Bölüm 19 // Son 'Harry' Uyarısı

31.3K 895 314
                                    

Şarkıyı Rosie'nin devraldığı yerde açarsanız daha etkili olacaktır.

___

"Rosie yemeğini yedi mi ?" dedim Kimberley'e.Üzerimdeki beyaz gömlek sırtıma yapışırken havaların ısınmaya başladığı açıkça ortadaydı.Ya da ben gergin olduğum için bu kadar terliyordum.Kafasını sağa sola salladığında sıkıntıyla nefesini verdi."Seni beklemek istediğini söyledi."

"Tamam,sen servise başla." 

Saat neredeyse 10'a geliyordu ve hala yemek yememişti çünkü beni beklemek istemişti.Tanrım neden bazı şeyleri benim için zorlaştırıyorsun ?

Koridordan geçip yemek masasının bulunduğu odaya girdiğimde arkası bana dönük oturuyordu.Derin bir nefes alıp ilerledim ve karşısındaki sandalyeye oturdum.Beni gördüğünde irkildi ama sonrasında gülümseyip sandalyesinde kıpırdandı.Üzerindeki mavi elbisesi ve saçına taktığı mavi bandanasıyla çoktan günümü daha iyi bir hale getirmişti bile.

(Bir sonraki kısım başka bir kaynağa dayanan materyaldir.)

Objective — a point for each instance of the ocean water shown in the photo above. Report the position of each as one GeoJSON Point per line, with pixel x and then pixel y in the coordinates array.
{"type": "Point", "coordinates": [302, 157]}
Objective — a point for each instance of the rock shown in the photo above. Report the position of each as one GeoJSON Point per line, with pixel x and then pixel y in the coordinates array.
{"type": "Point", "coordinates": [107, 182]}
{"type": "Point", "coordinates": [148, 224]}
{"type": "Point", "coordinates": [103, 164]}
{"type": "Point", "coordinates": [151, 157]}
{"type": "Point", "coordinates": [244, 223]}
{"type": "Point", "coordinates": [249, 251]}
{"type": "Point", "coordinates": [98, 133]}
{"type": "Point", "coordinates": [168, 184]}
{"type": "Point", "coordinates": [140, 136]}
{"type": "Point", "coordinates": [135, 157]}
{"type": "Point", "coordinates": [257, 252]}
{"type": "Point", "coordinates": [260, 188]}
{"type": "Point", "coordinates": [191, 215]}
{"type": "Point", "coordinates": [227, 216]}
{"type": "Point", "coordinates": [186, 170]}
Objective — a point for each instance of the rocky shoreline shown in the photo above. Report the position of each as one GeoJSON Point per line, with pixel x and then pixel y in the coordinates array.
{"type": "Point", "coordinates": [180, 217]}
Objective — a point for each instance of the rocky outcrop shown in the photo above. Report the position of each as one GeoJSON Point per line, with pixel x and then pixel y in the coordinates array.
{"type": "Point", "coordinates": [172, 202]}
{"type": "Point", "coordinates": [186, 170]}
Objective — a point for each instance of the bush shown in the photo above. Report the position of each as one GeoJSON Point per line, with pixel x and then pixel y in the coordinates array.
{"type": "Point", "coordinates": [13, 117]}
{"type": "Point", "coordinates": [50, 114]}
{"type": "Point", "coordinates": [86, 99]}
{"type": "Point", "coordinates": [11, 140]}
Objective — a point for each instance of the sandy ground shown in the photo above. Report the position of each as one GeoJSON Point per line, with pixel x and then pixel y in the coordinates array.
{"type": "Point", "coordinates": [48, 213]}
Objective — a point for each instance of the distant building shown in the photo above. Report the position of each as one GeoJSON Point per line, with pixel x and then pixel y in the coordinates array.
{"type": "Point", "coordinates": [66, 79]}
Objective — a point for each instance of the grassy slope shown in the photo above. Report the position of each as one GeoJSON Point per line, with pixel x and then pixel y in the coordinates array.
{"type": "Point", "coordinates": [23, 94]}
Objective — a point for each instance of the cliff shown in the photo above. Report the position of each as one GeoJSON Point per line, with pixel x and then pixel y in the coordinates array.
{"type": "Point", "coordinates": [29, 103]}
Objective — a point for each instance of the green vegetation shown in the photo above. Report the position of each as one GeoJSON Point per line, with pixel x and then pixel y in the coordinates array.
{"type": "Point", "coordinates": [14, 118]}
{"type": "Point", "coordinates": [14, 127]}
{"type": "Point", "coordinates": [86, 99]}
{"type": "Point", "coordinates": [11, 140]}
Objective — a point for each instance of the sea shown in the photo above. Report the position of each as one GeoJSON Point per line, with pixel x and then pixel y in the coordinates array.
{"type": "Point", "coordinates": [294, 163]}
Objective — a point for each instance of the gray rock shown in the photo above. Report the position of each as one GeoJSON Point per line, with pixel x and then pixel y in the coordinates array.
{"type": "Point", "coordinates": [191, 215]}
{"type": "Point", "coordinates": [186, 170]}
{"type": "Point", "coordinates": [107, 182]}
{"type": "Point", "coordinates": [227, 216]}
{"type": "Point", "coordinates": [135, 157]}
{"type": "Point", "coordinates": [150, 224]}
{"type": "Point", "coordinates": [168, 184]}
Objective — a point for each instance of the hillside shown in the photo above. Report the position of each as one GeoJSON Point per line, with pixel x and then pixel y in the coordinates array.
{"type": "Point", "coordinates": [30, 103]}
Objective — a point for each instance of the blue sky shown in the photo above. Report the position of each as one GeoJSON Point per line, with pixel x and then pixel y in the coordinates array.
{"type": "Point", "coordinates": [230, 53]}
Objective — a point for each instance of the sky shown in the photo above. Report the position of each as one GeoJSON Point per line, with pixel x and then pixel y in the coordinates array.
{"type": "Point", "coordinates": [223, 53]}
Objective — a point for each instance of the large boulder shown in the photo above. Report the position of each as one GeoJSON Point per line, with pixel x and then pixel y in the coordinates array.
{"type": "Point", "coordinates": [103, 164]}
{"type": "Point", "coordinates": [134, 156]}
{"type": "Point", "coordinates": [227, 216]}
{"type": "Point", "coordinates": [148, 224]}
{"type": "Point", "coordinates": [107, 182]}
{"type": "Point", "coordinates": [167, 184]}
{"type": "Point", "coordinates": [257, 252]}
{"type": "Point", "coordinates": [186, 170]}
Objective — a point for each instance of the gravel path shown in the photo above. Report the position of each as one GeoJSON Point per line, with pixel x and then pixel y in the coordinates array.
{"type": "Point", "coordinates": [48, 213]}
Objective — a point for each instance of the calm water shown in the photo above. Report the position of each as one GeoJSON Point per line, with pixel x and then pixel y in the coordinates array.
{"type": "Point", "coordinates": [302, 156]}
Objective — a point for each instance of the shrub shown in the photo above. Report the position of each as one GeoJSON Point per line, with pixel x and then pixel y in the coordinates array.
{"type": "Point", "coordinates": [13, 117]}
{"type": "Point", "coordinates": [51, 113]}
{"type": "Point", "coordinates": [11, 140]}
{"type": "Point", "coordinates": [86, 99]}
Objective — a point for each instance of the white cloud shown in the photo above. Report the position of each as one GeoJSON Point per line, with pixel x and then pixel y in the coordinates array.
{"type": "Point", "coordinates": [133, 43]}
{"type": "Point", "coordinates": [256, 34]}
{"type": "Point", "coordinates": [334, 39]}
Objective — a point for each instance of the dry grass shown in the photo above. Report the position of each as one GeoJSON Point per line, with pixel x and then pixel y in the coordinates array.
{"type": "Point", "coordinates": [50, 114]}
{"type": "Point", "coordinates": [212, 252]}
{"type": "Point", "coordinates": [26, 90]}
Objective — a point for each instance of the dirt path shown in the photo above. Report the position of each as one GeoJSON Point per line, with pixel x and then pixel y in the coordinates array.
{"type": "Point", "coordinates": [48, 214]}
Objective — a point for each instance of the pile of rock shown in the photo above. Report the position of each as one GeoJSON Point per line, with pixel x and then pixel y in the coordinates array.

"Hoşgeldin." dediğinde ciddiyetimi bozmayıp sadece kafamı salladım. Kimberley sebze yemeğini tabaklara koyarken gülümsemesi silindi ve kaşları çatıldı.İçim gitse de derin bir nefes alıp çatalı elime aldım.O da aynı şekilde yemeğine başladığında gözlerimi kaçırıp yemeğe odaklandım. Kimberley'in getirdiği kağıtları sol tarafıma koyarken onları incelemeye başladım.Dikkatimi bunlarla dağıtabilirdim ,yoksa başka yolu yoktu.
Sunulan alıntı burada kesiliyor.